Here’s a super savory pizza recipe I’ve adapted from The Bon Appétit Test Kitchen. It bursts with fall flavors, is vegan and gluten-free, and best of all is easy to prepare! Enjoy!
Ingredients:
-2 tablespoons olive oil plus more for brushing and drizzling
-1 large yellow onion, thinly sliced
-Sea salt, freshly ground pepper
-1/2 pound Brussels sprouts, trimmed, leaves removed (about 4 cups)
-2 garlic cloves, finely chopped
-1/2 teaspoon smoked paprika
-1 12’ gluten-free pizza crust (I used Venice Bakery’s)

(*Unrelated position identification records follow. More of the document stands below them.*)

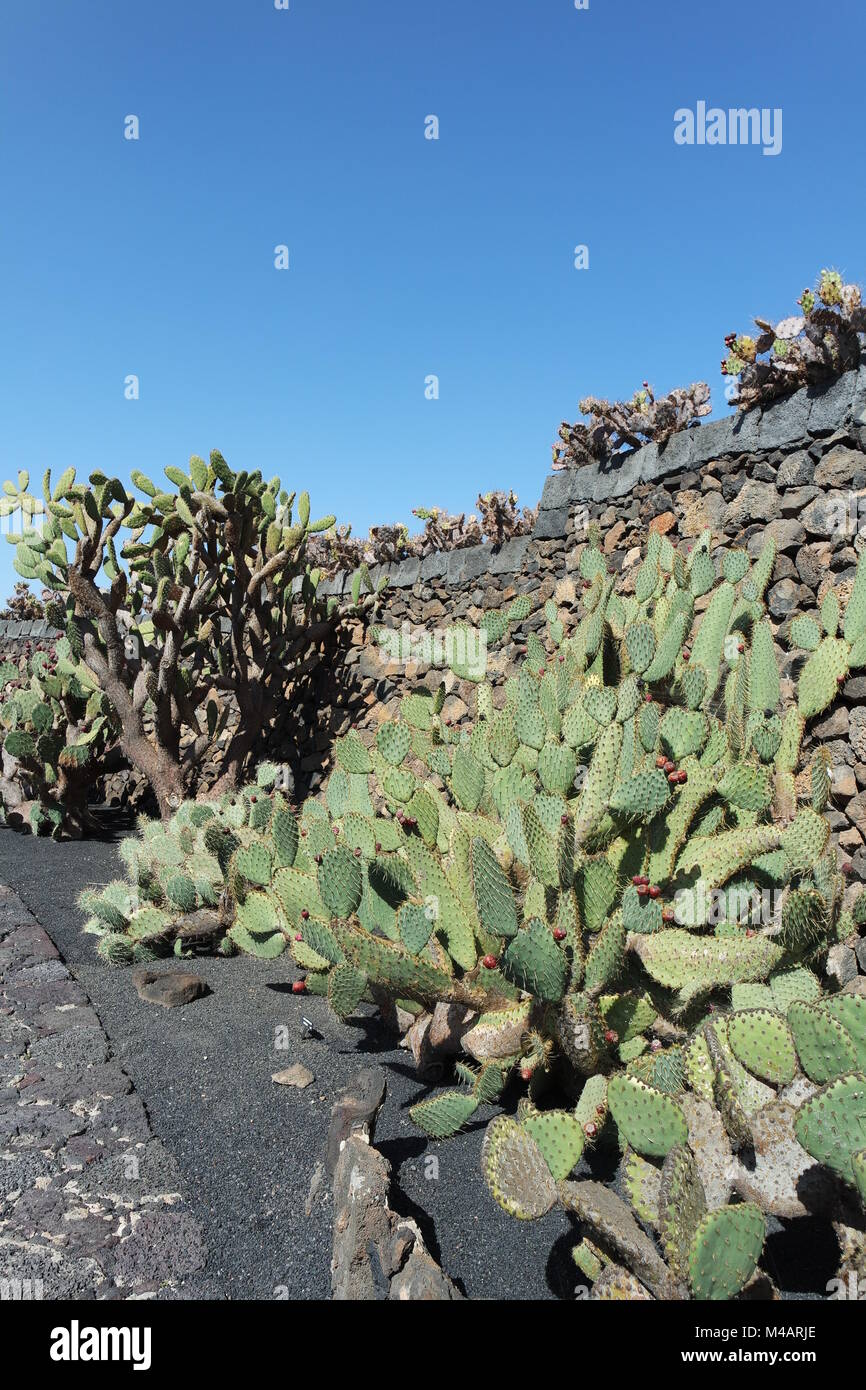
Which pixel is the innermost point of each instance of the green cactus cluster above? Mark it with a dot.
(613, 873)
(808, 348)
(57, 726)
(206, 597)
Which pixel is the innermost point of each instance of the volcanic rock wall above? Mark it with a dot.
(795, 471)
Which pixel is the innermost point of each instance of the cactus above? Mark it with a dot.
(211, 590)
(809, 348)
(588, 933)
(615, 426)
(59, 734)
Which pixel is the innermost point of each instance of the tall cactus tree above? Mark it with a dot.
(210, 597)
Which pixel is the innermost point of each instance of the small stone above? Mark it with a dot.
(833, 727)
(171, 991)
(795, 470)
(840, 467)
(663, 523)
(844, 783)
(298, 1075)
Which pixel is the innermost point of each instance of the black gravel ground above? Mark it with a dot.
(248, 1147)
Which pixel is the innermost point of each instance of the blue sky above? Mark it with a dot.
(409, 256)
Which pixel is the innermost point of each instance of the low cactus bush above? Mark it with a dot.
(820, 342)
(57, 729)
(627, 424)
(501, 520)
(613, 887)
(210, 597)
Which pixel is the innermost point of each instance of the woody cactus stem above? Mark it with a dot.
(211, 597)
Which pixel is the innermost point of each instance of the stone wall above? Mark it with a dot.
(795, 471)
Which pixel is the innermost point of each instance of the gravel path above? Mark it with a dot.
(91, 1203)
(246, 1147)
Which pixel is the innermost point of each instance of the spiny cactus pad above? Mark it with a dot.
(516, 1171)
(647, 1119)
(724, 1251)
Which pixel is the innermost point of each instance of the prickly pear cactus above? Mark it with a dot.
(56, 727)
(610, 877)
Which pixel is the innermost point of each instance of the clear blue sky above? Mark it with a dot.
(407, 256)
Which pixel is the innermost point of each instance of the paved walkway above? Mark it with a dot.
(91, 1203)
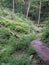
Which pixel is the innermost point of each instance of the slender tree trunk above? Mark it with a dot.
(13, 9)
(27, 7)
(39, 13)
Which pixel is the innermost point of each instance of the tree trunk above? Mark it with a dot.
(39, 13)
(27, 7)
(13, 9)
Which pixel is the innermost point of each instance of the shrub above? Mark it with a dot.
(45, 36)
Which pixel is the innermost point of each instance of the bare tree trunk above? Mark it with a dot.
(39, 13)
(13, 9)
(27, 7)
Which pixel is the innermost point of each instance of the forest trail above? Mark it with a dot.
(41, 50)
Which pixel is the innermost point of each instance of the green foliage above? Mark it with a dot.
(45, 36)
(15, 34)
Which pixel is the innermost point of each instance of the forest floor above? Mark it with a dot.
(42, 50)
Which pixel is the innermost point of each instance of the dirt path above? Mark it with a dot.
(41, 50)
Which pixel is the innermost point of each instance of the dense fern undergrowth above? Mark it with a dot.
(16, 33)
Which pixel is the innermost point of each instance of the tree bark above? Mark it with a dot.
(39, 13)
(27, 7)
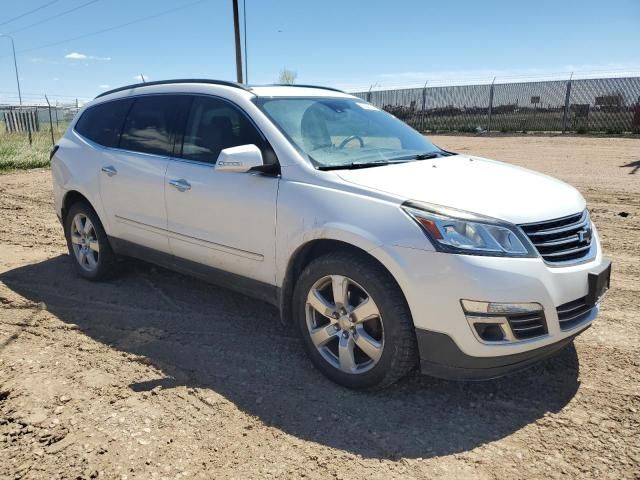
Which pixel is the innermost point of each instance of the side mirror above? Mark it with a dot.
(239, 159)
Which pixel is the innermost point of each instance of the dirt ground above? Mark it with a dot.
(156, 375)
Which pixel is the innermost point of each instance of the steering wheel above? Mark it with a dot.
(349, 139)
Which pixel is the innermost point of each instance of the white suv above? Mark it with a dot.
(386, 251)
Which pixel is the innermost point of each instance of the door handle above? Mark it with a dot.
(182, 185)
(111, 171)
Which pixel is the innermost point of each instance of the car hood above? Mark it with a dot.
(474, 184)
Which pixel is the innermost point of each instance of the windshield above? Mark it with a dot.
(345, 132)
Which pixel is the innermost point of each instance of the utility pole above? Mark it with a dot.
(15, 65)
(244, 31)
(236, 28)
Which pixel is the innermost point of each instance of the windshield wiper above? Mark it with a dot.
(355, 165)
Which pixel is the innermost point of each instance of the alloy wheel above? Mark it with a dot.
(344, 324)
(84, 241)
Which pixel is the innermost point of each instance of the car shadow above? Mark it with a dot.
(202, 336)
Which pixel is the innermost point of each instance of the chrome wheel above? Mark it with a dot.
(84, 241)
(344, 324)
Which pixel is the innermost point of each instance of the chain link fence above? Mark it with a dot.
(602, 105)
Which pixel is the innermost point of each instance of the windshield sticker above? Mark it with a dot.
(367, 106)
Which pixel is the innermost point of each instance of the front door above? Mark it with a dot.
(221, 219)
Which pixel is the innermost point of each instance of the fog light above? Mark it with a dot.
(489, 332)
(496, 308)
(496, 322)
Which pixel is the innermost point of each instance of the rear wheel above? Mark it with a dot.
(355, 324)
(87, 242)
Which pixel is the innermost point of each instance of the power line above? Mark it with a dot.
(29, 12)
(104, 30)
(55, 16)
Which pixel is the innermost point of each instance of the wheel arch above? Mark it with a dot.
(70, 198)
(308, 252)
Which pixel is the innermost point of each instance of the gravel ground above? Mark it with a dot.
(156, 375)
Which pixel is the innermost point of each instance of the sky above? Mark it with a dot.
(349, 44)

-1/2 cup crumbled vegan cheese
-Garnish with walnuts (optional)
Directions:
Preheat oven to 450°. Heat 2 Tbsp. of oil in a large skillet over medium-high heat. Add onion. Season with salt and pepper and cook, stirring occasionally, until softened and golden, 8–10 minutes. Add Brussels sprouts, garlic, and smoked paprika and cook until brussels sprouts are wilted, about 5 minutes. Season with salt and pepper; set aside.
Place your pizza crust on baking sheet. Lightly brush dough with oil; season with salt and pepper. Top with ¼ cup cheese, then Brussels sprouts mixture and remaining 1/4 cup cheese. Garnish with walnuts.
Bake pizza until crust lightly browned and cheese is melted, 8–10 minutes. Let cool 5 minutes before cutting. Serve drizzled with more oil.